And while I wait for the games to start today, maybe I’ll do some writing. Buried deep in my emails were all sorts of things I should have been able to answer leisurely and put some thought into earlier in the week; yesterday I had to scramble and my brain was already fried from everything, so the recipients of those emails will probably think what the hell? But I did explain the situation and hopefully they’ll understand and not think I am both unresponsive and insane.

And of course it’s Labor Day weekend, which I keep forgetting about. Ordinarily this would be Southern Decadence, which was theoretically canceled, I think, even before Hurricane Ida? (I still cannot believe we stayed and rode out a Category 4 storm; what the hell were we thinking? Well, yes, we didn’t really have much of a choice, but my God. That was definitely not something on my bucket list–and I doubt anything we will ever do again, given a choice.
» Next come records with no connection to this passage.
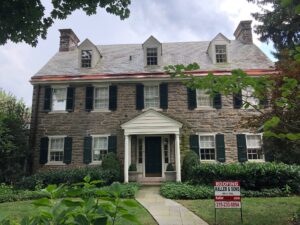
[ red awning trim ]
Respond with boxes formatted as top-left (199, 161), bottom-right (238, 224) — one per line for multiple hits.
top-left (31, 69), bottom-right (278, 83)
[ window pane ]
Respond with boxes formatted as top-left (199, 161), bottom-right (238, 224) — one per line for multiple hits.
top-left (93, 137), bottom-right (108, 161)
top-left (197, 89), bottom-right (212, 107)
top-left (215, 45), bottom-right (227, 63)
top-left (144, 85), bottom-right (159, 108)
top-left (52, 88), bottom-right (67, 110)
top-left (94, 87), bottom-right (109, 109)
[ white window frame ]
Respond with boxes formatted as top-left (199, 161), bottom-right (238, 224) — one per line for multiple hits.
top-left (215, 44), bottom-right (228, 64)
top-left (90, 134), bottom-right (110, 164)
top-left (46, 135), bottom-right (67, 165)
top-left (244, 133), bottom-right (265, 162)
top-left (51, 85), bottom-right (68, 112)
top-left (146, 47), bottom-right (158, 66)
top-left (242, 86), bottom-right (259, 109)
top-left (196, 89), bottom-right (213, 109)
top-left (197, 133), bottom-right (217, 162)
top-left (93, 84), bottom-right (110, 112)
top-left (144, 83), bottom-right (160, 109)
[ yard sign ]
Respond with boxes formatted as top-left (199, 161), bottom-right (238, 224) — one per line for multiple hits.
top-left (214, 181), bottom-right (243, 223)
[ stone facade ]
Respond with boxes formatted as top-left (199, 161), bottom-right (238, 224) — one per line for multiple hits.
top-left (31, 81), bottom-right (255, 171)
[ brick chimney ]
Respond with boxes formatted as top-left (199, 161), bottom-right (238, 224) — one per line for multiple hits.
top-left (59, 29), bottom-right (80, 52)
top-left (234, 20), bottom-right (253, 44)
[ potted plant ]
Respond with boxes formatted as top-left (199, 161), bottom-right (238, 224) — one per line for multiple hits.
top-left (165, 163), bottom-right (176, 181)
top-left (128, 163), bottom-right (138, 181)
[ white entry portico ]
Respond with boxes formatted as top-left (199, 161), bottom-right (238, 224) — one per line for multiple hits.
top-left (121, 109), bottom-right (182, 183)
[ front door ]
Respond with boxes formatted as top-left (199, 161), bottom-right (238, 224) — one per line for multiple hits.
top-left (145, 137), bottom-right (162, 177)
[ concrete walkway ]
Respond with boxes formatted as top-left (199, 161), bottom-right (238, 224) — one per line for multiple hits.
top-left (136, 186), bottom-right (208, 225)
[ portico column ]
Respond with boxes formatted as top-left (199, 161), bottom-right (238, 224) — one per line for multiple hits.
top-left (124, 135), bottom-right (129, 183)
top-left (175, 134), bottom-right (181, 182)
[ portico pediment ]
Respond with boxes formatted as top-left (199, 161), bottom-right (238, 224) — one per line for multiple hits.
top-left (121, 109), bottom-right (182, 135)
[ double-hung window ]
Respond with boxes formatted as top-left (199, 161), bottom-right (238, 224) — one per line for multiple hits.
top-left (246, 134), bottom-right (264, 161)
top-left (94, 86), bottom-right (109, 110)
top-left (81, 50), bottom-right (92, 68)
top-left (215, 45), bottom-right (227, 63)
top-left (92, 136), bottom-right (108, 162)
top-left (242, 86), bottom-right (259, 107)
top-left (52, 87), bottom-right (67, 111)
top-left (199, 135), bottom-right (216, 160)
top-left (48, 137), bottom-right (64, 162)
top-left (144, 85), bottom-right (159, 108)
top-left (147, 48), bottom-right (157, 66)
top-left (196, 89), bottom-right (213, 108)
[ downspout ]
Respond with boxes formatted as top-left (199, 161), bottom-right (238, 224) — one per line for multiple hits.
top-left (29, 84), bottom-right (41, 174)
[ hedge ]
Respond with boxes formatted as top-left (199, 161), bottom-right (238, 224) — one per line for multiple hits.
top-left (188, 163), bottom-right (300, 193)
top-left (160, 183), bottom-right (291, 199)
top-left (15, 166), bottom-right (120, 190)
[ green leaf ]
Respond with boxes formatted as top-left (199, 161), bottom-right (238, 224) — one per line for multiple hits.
top-left (121, 214), bottom-right (139, 223)
top-left (122, 200), bottom-right (138, 207)
top-left (32, 198), bottom-right (51, 207)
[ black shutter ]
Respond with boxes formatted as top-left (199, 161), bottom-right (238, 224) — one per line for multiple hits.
top-left (109, 85), bottom-right (118, 111)
top-left (108, 136), bottom-right (117, 154)
top-left (66, 87), bottom-right (75, 112)
top-left (233, 91), bottom-right (243, 109)
top-left (190, 135), bottom-right (199, 155)
top-left (236, 134), bottom-right (248, 162)
top-left (187, 88), bottom-right (197, 110)
top-left (85, 86), bottom-right (94, 112)
top-left (159, 83), bottom-right (168, 109)
top-left (213, 93), bottom-right (222, 109)
top-left (216, 134), bottom-right (226, 162)
top-left (64, 137), bottom-right (72, 164)
top-left (40, 137), bottom-right (49, 164)
top-left (83, 136), bottom-right (92, 164)
top-left (136, 84), bottom-right (144, 110)
top-left (44, 86), bottom-right (52, 112)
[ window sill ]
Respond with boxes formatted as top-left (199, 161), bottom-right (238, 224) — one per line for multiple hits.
top-left (142, 107), bottom-right (163, 112)
top-left (91, 109), bottom-right (111, 113)
top-left (195, 107), bottom-right (216, 111)
top-left (45, 162), bottom-right (66, 166)
top-left (89, 161), bottom-right (102, 166)
top-left (200, 159), bottom-right (217, 163)
top-left (247, 159), bottom-right (266, 163)
top-left (48, 110), bottom-right (69, 114)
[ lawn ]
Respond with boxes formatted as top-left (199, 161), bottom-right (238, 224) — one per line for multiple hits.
top-left (0, 200), bottom-right (157, 225)
top-left (178, 197), bottom-right (300, 225)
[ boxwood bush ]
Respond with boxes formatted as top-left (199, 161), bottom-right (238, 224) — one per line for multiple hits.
top-left (187, 163), bottom-right (300, 193)
top-left (160, 183), bottom-right (291, 199)
top-left (15, 166), bottom-right (120, 190)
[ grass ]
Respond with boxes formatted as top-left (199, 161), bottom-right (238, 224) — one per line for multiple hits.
top-left (178, 197), bottom-right (300, 225)
top-left (0, 199), bottom-right (157, 225)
Then again, given a choice, we wouldn’t have stayed this last time, either.)

I think I am probably going to try transcribing that short story I started writing in my journal last weekend, “Parlor Tricks,” which I think could actually wind up being a pretty decent story–even if I don’t know where it’s going or how it’s going to end (which often happens with story ideas I have, but sometimes I can write my way through it)–while waiting for the games to start today; it’s definitely a way to pass the time. I may even (ha, as if) try writing some on Chlorine today–yeah, right, who am I fooling? But I will certainly read some more of Velvet Was the Night, which is very interesting; Silvia Moreno-Garcia is a very interesting writer–and prolific–and I am delighted to see her career taking off the way it is.

And on that note, I am heading into the spice mines. Have a lovely Saturday, Constant Reader, and hopefully tomorrow’s entry will begin with me announcing we are heading home!

When I Grow Up

Saturday morning and yesterday was lovely, as we slowly begin counting down the last days of my fifties. Hurray!

Yesterday was actually kind of lovely. I had my spa day (in full transparency, that means I got a back wax) which I enjoyed (at some point in time I will discuss how I feel about body hair, particularly that which grows on one’s back), got my prescription, got Scooter’s insulin syringes, got the mail, made groceries, and got phô (AT LAST), and the phô (from Lilly’s Cafe on Magazine) was truly magnificent. I got home around two thirty; it was a weird weather day in New Orleans, where the sun was shining in parts of the city and there was a downpour in others, along with thunder and lightning; which enabled me to experience all the vagaries of a summer day’s weather in the city in August over the course of two hours. After the errands were completed and my phô bowl was empty, I spent the rest of the day relaxing and organizing and cleaning–yes, yes, I know, but organizing and cleaning (like the LSU 2019 football season) is my happy place. I wound up not reading much, nor doing any writing, but I managed to get a lot done. I am still not as organized as I would like to be, as I think I should be, but I have three more days without work pressure to get through, and so while I am going to spend some time writing and reading over the next three days, I also want to finish getting organized. I’ve been so scattered and disorganized for so long–really, since the Great Data Disaster of 2018–that getting that particular act together has been enormously helpful, and I think if I actually can go ahead and get completely organized, that will make my getting everything done that I need to get done finished that much easier.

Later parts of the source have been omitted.